（POJ - 2002）Squares

（POJ - 2002）Squares

Time Limit: 3500MS Memory Limit: 65536K

Total Submissions: 20599 Accepted: 7919

Description

A square is a 4-sided polygon whose sides have equal length and adjacent sides form 90-degree angles. It is also a polygon such that rotating about its centre by 90 degrees gives the same polygon. It is not the only polygon with the latter property, however, as a regular octagon also has this property.

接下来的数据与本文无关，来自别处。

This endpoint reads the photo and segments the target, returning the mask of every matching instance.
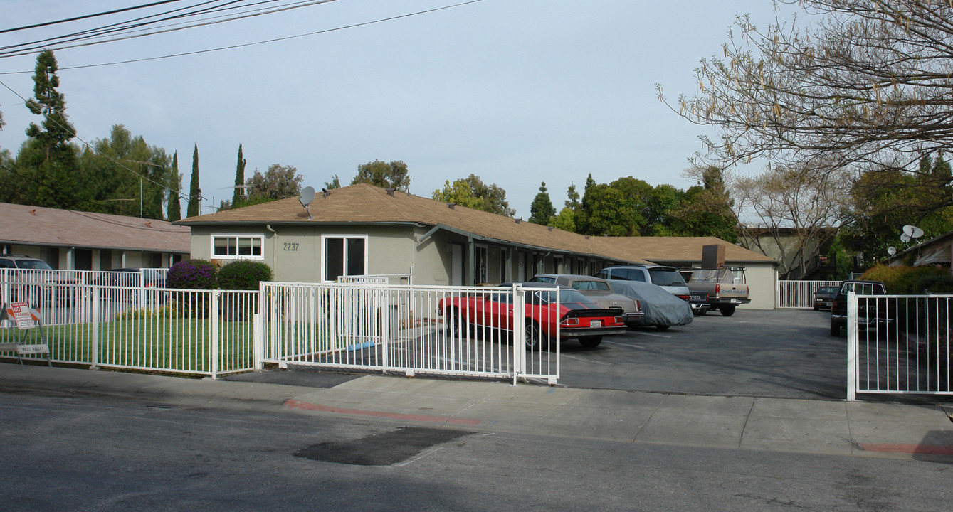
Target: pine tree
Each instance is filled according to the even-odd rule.
[[[182,220],[182,204],[179,203],[179,190],[182,188],[182,176],[178,173],[178,151],[172,153],[172,169],[169,176],[169,204],[166,217],[169,222]]]
[[[245,187],[245,159],[242,158],[241,145],[238,145],[238,165],[235,166],[235,191],[232,194],[232,207],[238,207]]]
[[[546,191],[546,182],[542,182],[539,186],[539,193],[530,205],[530,222],[546,226],[549,224],[549,219],[555,215],[556,208],[553,207],[553,201],[549,198],[549,192]]]
[[[198,187],[198,144],[192,152],[192,183],[189,186],[189,207],[186,217],[197,217],[202,189]]]
[[[30,140],[18,156],[18,164],[33,175],[35,185],[30,190],[32,204],[74,208],[83,202],[80,196],[86,194],[77,187],[79,166],[75,150],[70,145],[75,129],[67,121],[66,100],[56,90],[57,69],[51,50],[42,51],[36,57],[33,98],[27,100],[26,105],[30,112],[43,116],[43,121],[40,125],[30,123],[27,128]]]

So we all know what a square looks like, but can we find all possible squares that can be formed from a set of stars in a night sky? To make the problem easier, we will assume that the night sky is a 2-dimensional plane, and each star is specified by its x and y coordinates.

Input

The input consists of a number of test cases. Each test case starts with the integer n (1 <= n <= 1000) indicating the number of points to follow. Each of the next n lines specify the x and y coordinates (two integers) of each point. You may assume that the points are distinct and the magnitudes of the coordinates are less than 20000. The input is terminated when n = 0.
Output

For each test case, print on a line the number of squares one can form from the given stars.

Sample Input

4
1 0
0 1
1 1
0 0
9
0 0
1 0
2 0
0 2
1 2
2 2
0 1
1 1
2 1
4
-2 5
3 7
0 0
5 2
0

Sample Output

1
6
1

题目大意：给出n个点的坐标，问能组成多少个正方形。

思路：直接暴力枚举。先任意选定两个点(x1,y1),(x2,y2)，假设以这两个点为边能组成正方形，那么其余两个点可以通过全等三角形的性质计算出，画个图也很容易出来，有两种情况（上面一个，下面一个）。 只要判断理论计算出来的两点是否存在，存在
则ans++，由于这里枚举的时候正方形的每一条边长都枚举了一边所以最后ans/4才是答案。
细节见代码。
ps：尤其注意这里用memset会wa。

#include<cstdio>
#include<cstring>
using namespace std;

const int maxn=20005;
bool vis[maxn<<1][maxn<<1];

struct node
{
    int x,y;
}a[1005];

int main()
{
    int n;
    while(~scanf("%d",&n)&&n)
    {
        //memset(vis,0,sizeof(vis));因为数组太大，所以这里用memset会wa
        for(int i=0;i<n;i++)
        {
            scanf("%d%d",&a[i].x,&a[i].y);
            a[i].x+=20000,a[i].y+=20000;//坐标有正有负，而数组下标没有负数 
            vis[a[i].x][a[i].y]=1;
        }
        int ans=0;
        for(int i=0;i<n;i++)
            for(int j=0;j<i;j++)
            {
                if(i==j) continue;
                int x1=a[i].x+a[i].y-a[j].y;
                int y1=a[i].y+a[j].x-a[i].x;
                int x2=a[j].x+a[i].y-a[j].y;
                int y2=a[j].y+a[j].x-a[i].x;
                if(vis[x1][y1]&&vis[x2][y2]) ans++;
                x1=a[i].x+a[j].y-a[i].y;
                y1=a[i].y+a[i].x-a[j].x;
                x2=a[j].x+a[j].y-a[i].y;
                y2=a[j].y+a[i].x-a[j].x;
                if(vis[x1][y1]&&vis[x2][y2]) ans++;
            }
        printf("%d\n",ans/4);
        for(int i=0;i<n;i++) vis[a[i].x][a[i].y]=0;
    }
    return 0;
}